Hi Luca,
Today 11:44 AM - The service is restored.
Is this referring only to the ${HOME} storage? The gpu002 and gpu012 nodes are still down, now due to an unexpected reboot.
Cheers,
Johnny
Hi Luca,
Today 11:44 AM - The service is restored.
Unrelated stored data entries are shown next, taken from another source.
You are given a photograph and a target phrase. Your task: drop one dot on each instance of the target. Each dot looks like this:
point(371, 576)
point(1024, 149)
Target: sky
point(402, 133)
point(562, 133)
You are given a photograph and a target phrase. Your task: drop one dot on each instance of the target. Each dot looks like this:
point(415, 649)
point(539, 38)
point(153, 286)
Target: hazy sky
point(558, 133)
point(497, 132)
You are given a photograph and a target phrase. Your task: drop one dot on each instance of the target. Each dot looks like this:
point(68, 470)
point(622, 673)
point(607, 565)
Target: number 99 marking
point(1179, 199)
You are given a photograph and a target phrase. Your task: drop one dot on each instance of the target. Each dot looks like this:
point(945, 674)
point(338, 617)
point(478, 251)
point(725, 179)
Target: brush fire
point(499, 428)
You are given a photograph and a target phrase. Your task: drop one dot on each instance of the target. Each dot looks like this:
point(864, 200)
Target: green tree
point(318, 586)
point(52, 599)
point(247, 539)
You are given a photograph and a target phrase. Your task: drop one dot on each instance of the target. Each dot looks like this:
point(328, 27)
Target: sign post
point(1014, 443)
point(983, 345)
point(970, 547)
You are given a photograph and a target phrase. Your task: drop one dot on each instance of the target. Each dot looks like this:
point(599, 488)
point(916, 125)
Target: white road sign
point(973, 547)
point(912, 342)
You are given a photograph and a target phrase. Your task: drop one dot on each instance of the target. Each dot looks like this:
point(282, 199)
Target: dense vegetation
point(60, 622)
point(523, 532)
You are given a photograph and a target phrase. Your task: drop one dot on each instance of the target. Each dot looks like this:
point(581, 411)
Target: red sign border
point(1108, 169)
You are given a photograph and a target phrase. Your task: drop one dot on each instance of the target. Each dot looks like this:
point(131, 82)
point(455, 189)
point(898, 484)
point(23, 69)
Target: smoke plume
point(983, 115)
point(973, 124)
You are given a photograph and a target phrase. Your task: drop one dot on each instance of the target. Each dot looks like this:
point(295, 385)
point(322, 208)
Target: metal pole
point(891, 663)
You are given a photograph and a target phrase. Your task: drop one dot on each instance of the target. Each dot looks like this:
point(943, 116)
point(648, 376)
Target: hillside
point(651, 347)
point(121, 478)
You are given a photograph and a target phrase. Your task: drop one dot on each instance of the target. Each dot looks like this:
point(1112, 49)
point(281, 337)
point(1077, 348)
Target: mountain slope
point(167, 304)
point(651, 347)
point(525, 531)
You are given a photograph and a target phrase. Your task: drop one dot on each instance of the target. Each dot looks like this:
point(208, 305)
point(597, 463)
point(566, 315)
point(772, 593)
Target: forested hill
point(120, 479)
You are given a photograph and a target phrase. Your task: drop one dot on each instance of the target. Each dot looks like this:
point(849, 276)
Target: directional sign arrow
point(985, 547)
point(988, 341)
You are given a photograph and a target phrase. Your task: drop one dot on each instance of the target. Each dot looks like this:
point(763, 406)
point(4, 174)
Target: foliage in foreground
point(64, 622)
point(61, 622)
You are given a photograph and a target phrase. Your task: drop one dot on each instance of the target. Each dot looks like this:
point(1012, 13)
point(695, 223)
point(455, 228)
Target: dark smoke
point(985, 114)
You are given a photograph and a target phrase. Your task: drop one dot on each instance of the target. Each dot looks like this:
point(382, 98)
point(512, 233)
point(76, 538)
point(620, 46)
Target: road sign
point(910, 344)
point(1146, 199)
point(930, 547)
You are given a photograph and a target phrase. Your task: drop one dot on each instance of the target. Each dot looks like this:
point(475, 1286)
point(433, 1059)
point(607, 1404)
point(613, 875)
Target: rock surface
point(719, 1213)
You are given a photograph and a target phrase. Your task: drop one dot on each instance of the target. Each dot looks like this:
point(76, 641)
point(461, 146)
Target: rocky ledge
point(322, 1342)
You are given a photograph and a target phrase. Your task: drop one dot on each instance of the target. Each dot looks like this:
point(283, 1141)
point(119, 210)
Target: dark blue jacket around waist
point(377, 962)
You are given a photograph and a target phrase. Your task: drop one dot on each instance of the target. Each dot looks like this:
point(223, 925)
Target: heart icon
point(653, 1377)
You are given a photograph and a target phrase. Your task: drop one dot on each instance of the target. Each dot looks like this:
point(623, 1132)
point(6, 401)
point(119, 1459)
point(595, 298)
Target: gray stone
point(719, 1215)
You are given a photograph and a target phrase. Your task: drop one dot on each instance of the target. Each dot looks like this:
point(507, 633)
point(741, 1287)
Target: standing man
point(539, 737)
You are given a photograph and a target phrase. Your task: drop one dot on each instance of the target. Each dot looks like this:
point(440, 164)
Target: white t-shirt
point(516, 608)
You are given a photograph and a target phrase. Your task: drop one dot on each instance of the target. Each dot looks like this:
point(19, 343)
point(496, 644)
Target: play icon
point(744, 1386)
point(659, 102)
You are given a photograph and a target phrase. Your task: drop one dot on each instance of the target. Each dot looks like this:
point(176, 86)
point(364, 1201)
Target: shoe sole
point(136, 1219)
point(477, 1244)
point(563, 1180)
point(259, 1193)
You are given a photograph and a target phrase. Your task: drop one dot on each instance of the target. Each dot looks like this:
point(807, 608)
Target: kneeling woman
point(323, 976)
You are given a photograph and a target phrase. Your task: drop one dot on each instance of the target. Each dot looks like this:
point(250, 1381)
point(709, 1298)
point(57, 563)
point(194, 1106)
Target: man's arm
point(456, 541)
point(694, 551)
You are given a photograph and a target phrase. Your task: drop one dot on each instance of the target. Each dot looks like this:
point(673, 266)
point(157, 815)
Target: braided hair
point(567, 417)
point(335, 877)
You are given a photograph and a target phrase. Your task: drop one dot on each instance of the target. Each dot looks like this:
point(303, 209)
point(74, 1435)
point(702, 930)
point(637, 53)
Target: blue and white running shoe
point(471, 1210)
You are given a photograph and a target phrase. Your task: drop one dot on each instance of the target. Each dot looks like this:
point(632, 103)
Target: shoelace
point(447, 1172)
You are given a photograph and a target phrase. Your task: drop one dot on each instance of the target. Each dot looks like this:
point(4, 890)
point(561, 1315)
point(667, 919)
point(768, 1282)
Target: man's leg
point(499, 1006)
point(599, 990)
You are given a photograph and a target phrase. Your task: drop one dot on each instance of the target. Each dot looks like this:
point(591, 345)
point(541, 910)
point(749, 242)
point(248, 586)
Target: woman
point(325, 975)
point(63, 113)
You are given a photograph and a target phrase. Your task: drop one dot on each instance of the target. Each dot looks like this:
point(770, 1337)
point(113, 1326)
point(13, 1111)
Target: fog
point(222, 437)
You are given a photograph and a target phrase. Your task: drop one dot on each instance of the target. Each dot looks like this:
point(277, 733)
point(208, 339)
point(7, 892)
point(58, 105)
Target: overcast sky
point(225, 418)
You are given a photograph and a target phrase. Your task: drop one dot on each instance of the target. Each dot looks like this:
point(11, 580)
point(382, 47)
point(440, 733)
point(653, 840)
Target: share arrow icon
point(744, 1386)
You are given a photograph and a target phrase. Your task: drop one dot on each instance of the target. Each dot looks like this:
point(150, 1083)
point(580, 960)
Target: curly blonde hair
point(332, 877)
Is this referring only to the ${HOME} storage? The gpu002 and gpu012 nodes are still down, now due to an unexpected reboot.
Cheers,
Johnny
Hi there,
The service restored at 11:44 was indeed referring to the ${HOME} storage only (cf. Current issues on Baobab and Yggdrasil - #13 by Luca.Capello ).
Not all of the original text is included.